First, we show a result on stitching images using only homographies. This is the result of stitching four images together; we notice the cascading distortion effects, as the image gets stretched more and more.
This is avoided mostly by performing a cylindrical warp, as demonstrated in the second mosaic, which spans a full 180 degrees as taken from the 6th floor Soda balcony.
However, this is not a perfect cylindrical warp. This is mostly the fault of taking the pictures using a cell phone camera on a non-stable surface. Not only does the focal length change from picture to picture due to an autofocus "feature" that I can't control, it's really, really hard to keep the camera rotationally still. Even through this, the result is much better than the standard stitching.

Bells & Whistles : Image Insertion
Given some image, we can also insert it into another image using a homography to ensure that the insertion lines up correctly with the target area. Below I demonstrate two examples on times square.
I didn't know Professor Efros was advertising on Times Square! And wow, times square advertizes itself!

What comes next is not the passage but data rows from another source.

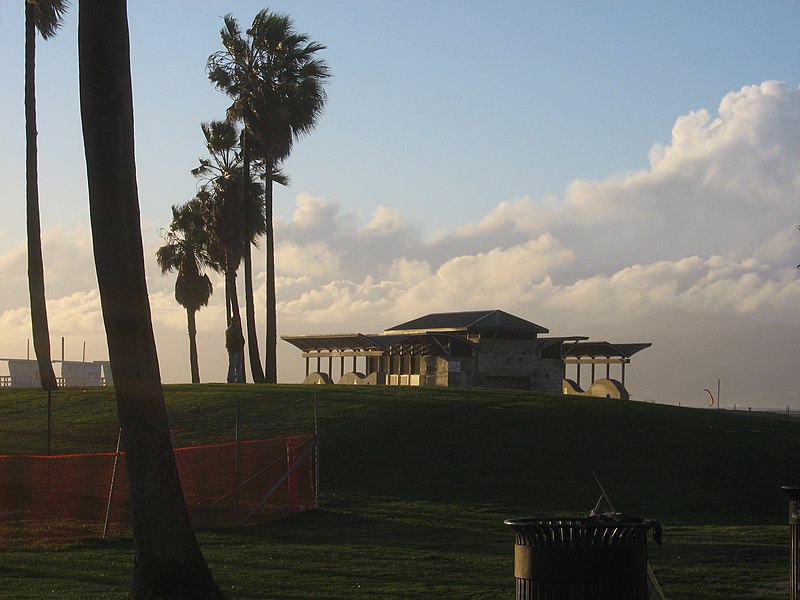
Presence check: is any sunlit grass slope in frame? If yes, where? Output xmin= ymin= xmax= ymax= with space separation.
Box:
xmin=0 ymin=385 xmax=800 ymax=600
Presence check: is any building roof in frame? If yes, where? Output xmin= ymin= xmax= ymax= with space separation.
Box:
xmin=281 ymin=333 xmax=407 ymax=352
xmin=563 ymin=342 xmax=653 ymax=358
xmin=386 ymin=309 xmax=550 ymax=334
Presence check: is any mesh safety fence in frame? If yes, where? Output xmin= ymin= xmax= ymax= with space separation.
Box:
xmin=0 ymin=434 xmax=315 ymax=548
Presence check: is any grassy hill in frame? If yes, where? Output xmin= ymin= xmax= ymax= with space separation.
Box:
xmin=0 ymin=385 xmax=800 ymax=600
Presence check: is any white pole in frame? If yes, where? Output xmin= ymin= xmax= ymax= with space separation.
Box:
xmin=314 ymin=392 xmax=319 ymax=508
xmin=103 ymin=429 xmax=122 ymax=539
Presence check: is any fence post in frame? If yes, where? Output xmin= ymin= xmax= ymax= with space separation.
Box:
xmin=286 ymin=436 xmax=297 ymax=512
xmin=47 ymin=381 xmax=53 ymax=456
xmin=783 ymin=485 xmax=800 ymax=600
xmin=233 ymin=398 xmax=240 ymax=522
xmin=103 ymin=429 xmax=122 ymax=539
xmin=314 ymin=392 xmax=319 ymax=508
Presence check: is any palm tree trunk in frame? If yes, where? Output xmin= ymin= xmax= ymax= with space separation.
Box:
xmin=264 ymin=164 xmax=278 ymax=383
xmin=242 ymin=132 xmax=264 ymax=383
xmin=78 ymin=0 xmax=221 ymax=599
xmin=25 ymin=2 xmax=58 ymax=390
xmin=186 ymin=308 xmax=200 ymax=383
xmin=225 ymin=252 xmax=247 ymax=381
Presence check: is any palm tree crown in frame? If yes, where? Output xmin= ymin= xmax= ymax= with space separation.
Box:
xmin=206 ymin=10 xmax=330 ymax=383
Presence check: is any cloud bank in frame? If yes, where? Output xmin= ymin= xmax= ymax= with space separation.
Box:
xmin=0 ymin=81 xmax=800 ymax=390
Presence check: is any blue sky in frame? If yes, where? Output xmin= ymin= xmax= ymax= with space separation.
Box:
xmin=0 ymin=0 xmax=800 ymax=237
xmin=0 ymin=0 xmax=800 ymax=406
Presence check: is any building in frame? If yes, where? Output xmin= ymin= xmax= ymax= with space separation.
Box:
xmin=0 ymin=358 xmax=114 ymax=387
xmin=282 ymin=310 xmax=651 ymax=398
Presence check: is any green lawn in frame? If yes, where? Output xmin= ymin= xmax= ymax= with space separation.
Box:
xmin=0 ymin=385 xmax=800 ymax=600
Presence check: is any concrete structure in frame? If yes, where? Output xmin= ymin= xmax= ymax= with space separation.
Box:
xmin=0 ymin=358 xmax=114 ymax=387
xmin=282 ymin=310 xmax=650 ymax=398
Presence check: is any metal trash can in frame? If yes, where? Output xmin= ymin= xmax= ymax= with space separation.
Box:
xmin=505 ymin=513 xmax=661 ymax=600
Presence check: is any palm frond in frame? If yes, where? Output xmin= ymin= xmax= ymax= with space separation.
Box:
xmin=25 ymin=0 xmax=69 ymax=40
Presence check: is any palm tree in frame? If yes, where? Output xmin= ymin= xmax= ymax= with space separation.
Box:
xmin=156 ymin=198 xmax=214 ymax=383
xmin=78 ymin=0 xmax=222 ymax=599
xmin=192 ymin=121 xmax=265 ymax=383
xmin=25 ymin=0 xmax=67 ymax=389
xmin=206 ymin=10 xmax=329 ymax=383
xmin=192 ymin=121 xmax=243 ymax=324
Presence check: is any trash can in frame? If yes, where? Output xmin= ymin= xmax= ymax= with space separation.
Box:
xmin=505 ymin=513 xmax=661 ymax=600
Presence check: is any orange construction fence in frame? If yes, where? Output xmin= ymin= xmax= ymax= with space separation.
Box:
xmin=0 ymin=434 xmax=316 ymax=548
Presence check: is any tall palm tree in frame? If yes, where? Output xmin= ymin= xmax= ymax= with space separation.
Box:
xmin=192 ymin=121 xmax=265 ymax=383
xmin=192 ymin=121 xmax=243 ymax=324
xmin=206 ymin=10 xmax=330 ymax=383
xmin=156 ymin=198 xmax=214 ymax=383
xmin=78 ymin=0 xmax=222 ymax=600
xmin=25 ymin=0 xmax=68 ymax=389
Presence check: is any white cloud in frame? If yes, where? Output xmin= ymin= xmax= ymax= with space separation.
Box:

Bells & Whistles : Automatic Image Alignment
Following the given process, we can also stitch our images automatically. I use this for most of the images in this project (since it's a major pain to actually select control points by hand).

1. Find the Harris detector corner points. This can be done either by convolving with the Harris matrix or using a built-in library (faster).

2. Use Adaptive Non-Maximal Suppression to get a well-distributed set of interest points. The output points from ANMS are circled in blue. I arbitrarily chose to find the 500 strongest points. This is done by computing the suppression radius (the minimum absolute distance from p1 where a point p2 exists that has a stronger value) for each point, then sorting.

3/4. Extract features as a 9x9 patch around each interest point, after gaussian blurring and downsizing by a factor of 4. Then match features by SSD, threshholding on the ratio between the nearest neighbor and the second-nearest neighbor. Take the 30 strongest matches.

5. Using RANSAC, find a set of matching inlier points by going through multiple iterations. Essentially, we select 4 random points, compute H, and find the number of points that are within 1 pixel of where they should be after transformation; this is the inlier set. Then over multiple iterations, we maximize the size of the inlier set, and use that set to compute the least-squares approximation of H to use for projective warping.

6. Warp and stitch the images together as shown above.

What I learned
Projective transforms are a fundamental part of computer graphics, and of course would play an equally fundamental role in CV. There's still a wide range of applications to explore for the following parts of this project.